It is dismaying that, in the 21st century, New York still treats 16- and 17-year-olds as adults before the law. For certain serious crimes, our state actually prosecutes children as young as 13 as adults.
Does anyone really believe that a 13-year-old is an adult, no matter how serious the crime he or she has committed?
The impact of this shortsighted thinking is felt most strongly in communities of color. According to the state Division of Criminal Justice Services (DCJS), in 2010 more than 92 percent of the 16- and 17-year-olds prosecuted and sentenced to incarceration in New York City were either black or Latino.
The Correctional Association of New York reports that teenagers this young who are sent to adult prisons are 36 times more likely to commit suicide, 50 percent more likely to be attacked while incarcerated, and often kept in solitary confinement 23 hours a day.

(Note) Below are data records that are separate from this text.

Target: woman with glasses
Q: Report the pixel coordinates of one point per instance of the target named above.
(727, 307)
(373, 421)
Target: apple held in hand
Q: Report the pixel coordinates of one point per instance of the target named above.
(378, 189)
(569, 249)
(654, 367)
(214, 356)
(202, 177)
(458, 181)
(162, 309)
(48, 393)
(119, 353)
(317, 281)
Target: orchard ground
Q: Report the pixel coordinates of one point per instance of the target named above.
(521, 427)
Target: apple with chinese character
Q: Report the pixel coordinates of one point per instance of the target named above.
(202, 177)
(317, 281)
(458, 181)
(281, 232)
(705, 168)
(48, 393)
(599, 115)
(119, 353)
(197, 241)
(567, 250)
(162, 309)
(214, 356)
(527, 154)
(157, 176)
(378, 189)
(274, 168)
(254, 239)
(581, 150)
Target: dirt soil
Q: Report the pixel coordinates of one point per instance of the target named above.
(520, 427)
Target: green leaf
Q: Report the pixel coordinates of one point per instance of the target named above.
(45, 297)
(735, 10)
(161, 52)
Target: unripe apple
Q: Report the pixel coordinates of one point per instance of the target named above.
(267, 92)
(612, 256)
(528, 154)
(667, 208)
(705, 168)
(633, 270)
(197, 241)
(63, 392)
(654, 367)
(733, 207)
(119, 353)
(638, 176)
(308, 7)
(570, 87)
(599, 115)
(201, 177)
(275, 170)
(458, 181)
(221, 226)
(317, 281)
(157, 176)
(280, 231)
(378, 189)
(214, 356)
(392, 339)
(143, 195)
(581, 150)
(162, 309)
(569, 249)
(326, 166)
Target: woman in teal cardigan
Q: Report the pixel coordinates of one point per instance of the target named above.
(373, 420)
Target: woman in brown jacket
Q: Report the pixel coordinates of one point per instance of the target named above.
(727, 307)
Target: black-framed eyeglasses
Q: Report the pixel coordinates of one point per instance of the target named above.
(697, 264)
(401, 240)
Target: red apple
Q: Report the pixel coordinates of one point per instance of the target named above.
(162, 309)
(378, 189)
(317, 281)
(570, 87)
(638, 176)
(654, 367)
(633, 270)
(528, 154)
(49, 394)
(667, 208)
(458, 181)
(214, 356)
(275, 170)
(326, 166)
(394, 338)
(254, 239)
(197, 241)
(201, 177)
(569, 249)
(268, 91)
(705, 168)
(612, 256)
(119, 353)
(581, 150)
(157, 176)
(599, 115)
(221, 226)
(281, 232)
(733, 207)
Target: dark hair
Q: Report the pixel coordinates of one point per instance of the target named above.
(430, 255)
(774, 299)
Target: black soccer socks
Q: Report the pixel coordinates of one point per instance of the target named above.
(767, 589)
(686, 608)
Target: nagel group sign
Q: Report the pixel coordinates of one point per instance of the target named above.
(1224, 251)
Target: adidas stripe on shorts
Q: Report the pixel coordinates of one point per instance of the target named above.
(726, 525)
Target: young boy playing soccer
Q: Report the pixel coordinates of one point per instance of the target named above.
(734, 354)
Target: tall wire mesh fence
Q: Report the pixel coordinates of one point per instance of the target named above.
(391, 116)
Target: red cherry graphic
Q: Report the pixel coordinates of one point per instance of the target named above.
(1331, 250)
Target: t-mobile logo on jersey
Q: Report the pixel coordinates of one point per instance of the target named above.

This wrongheaded approach to juvenile justice can also be found in the City’s public-school system. A report prepared by my office, The Suspension Spike: Changing the Discipline Culture in NYC’s Middle Schools (comptroller.nyc.gov/press/2013_releases/pr13-07-122.shtm), shows that students can be arrested by School Safety Agents for actions that may violate the school Discipline Code, but are not criminal in nature. This can lead to early involvement with the juvenile-justice system, setting students on a path to future incarceration, in what has become known as the “school-to-prison pipeline.”
In other areas, state law recognizes what every parent already knows: a 16- or 17-year-old is not a mature adult. A 16-year-old gets a restricted drivers license. The legal age to purchase alcohol is 21.
The highly questionable practice of prosecuting teenagers 13- to 17-years-old as adults does not make the state or the City safer. Eighty-nine percent of the boys imprisoned as teens are re-arrested by age 28, and so are 81 percent of the girls. Rather than rehabilitating, we are starting young people on a road of crime, re-arrest, and incarceration.
There are better options for dealing with young people who get arrested; 48 other states have embraced those methods. I urge the City’s five district attorneys to support the ongoing efforts to change this law.
John C. Liu is the New York City Comptroller.